While not an error in the strict sense, the combine callback should not be sending vertices to OpenGL. The intention of this callback is to give you the opportunity to combine your own data structure into a new object. The last Object[] parameter is an output parameter. The idea is that you create the new object and put it in this array. An example of how you could implement it is as follows:
1  
2  
3  
public void combine(double[] arg0, Object[] arg1, float[] arg2, Object[] arg3) {
  arg3[0] = new TessPoint3D(arg0[0], arg0[1], arg0[2]);
}

I don't remember for sure, but I think the reason why you may be getting an error is that the arg3 parameter contains null if you don't fill it yourself.
As an aside, if your point TessPoint3D will only contain x,y,z coordinates, it is not needed.
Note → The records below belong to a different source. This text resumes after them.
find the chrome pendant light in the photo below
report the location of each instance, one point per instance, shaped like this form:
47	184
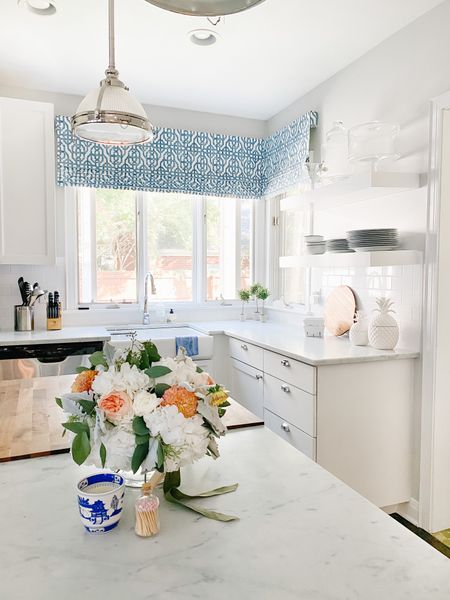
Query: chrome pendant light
109	114
205	8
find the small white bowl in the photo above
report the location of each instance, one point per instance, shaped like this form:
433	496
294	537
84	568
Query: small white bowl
100	501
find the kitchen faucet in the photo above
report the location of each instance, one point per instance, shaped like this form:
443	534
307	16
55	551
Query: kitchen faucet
146	316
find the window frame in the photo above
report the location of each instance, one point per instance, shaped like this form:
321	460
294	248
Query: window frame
199	275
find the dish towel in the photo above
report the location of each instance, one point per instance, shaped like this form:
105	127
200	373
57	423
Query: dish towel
189	343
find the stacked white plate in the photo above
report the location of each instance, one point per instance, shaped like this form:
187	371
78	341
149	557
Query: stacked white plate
314	244
337	246
372	240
You can replace
1  
glu.gluTessVertex(tesselator, new double[]{0, 0, 0} , new TessPoint3D(0, 0, 0));

with
1  
2  
double[] point = new double[] {0,0,0};
glu.gluTessVertex(tesselator, point, point);

and
1  
2  
3  
public void combine(double[] arg0, Object[] arg1, float[] arg2, Object[] arg3) {
  arg3[0] = new TessPoint3D(arg0[0], arg0[1], arg0[2]);
}

with
1  
2  
3  
public void combine(double[] arg0, Object[] arg1, float[] arg2, Object[] arg3) {
  arg3[0] = arg0;
}

The reason why the glu tesselator makes the distinction between the parameters is so that if for instance you have a point object that also contains a color, that you can interpolate the color as well in the combine method.